De Russie... avec le sourire

Nijni Novgorod (Russie) -- Mon chauffeur de taxi, Sergueï, insistait pour me conduire à un endroit où je ne le lui avais pas demandé de m’emmener.

Avec sa carrure de taureau, son crâne rasé et son mètre quatre-vingt-dix, il a dirigé sa voiture sur les bords d’un lotissement, s’est garé avant de sortir du véhicule et de me demander mon téléphone portable.

C’était mon deuxième jour de couverture du Mondial en Russie.

La lune prise derrière un lampadaire ayant la forme d'un ballon de football, près du stade de Nijni-Novgorod, le 26 juin 2018, pendant le Mondial-2018. (AFP / Johannes Eisele)

Je voulais visiter le stade, flambant neuf pour un coût de 290 millions de dollars, qui devait accueillir six matchs.

Mais Sergueï avait une autre idée en tête.

« Ne vous inquiétez pas, ça ne prendra pas dix minutes », m’a-t’il affirmé, pendant que j’essayais de comprendre où nous nous trouvions et si je pourrai m’en échapper facilement le as échéant.

Il a alors pointé du doigt vers un petit mur, et derrière vers la plus belle vue du stade qu’on puisse trouver dans toute la ville. Puis avec l’appareil photo de mon téléphone, il a saisi des images souvenir.

Nijni Novgorod et son stade, derrière la rivière Oka avec la Volga à droite.

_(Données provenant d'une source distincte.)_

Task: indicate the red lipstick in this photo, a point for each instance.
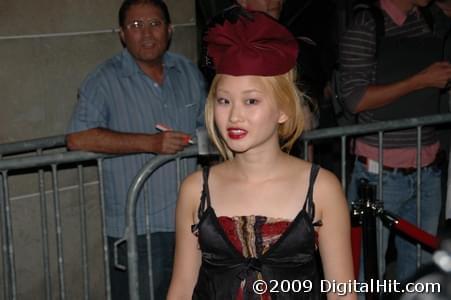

Juin 2018. (AFP / Johannes Eisele)

Pour couronner le tout, après la visite du stade, il m’a ramené à mon hôtel en insistant pour un nouvel arrêt, cette fois pour me faire découvrir la bière locale. « La meilleure du coin », a-t’il claironné avec un grand sourire.  Mes tentatives pour lui en offrir une se sont heurtées à un refus poli, au motif qu’il conduisait.

En une virée de 30 minutes à travers la ville, la gentillesse et l’enthousiasme de Sergueï ont fait s’envoler toutes les interrogations que j’avais encore à la perspective d’un séjour d’un mois en Russie. Elles m’ont aussi donné un avant-goût de ce à quoi m’attendre et fait honte d’avoir imaginé le pire. 

Le stade de Nijni Novgorod avec la cathédrale Alexandre Nevski devant, juin 2018. (AFP / Johannes Eisele)
Les joueurs de l'équipe de France s'entraînent dans le stade de Nijni Novgorod le 5 juillet 2018, à la veille de leur quart-de-finale contre l'Uruguay. (AFP / Franck Fife)

Etant donné le mauvais état des relations entre la Russie et une bonne partie du monde occidental, il était naturel que les citoyens de ce dernier aient craint de faire le déplacement. J’ai eu la franche impression qu’ils se trouvaient en infériorité numérique par rapport aux fans sud-américains.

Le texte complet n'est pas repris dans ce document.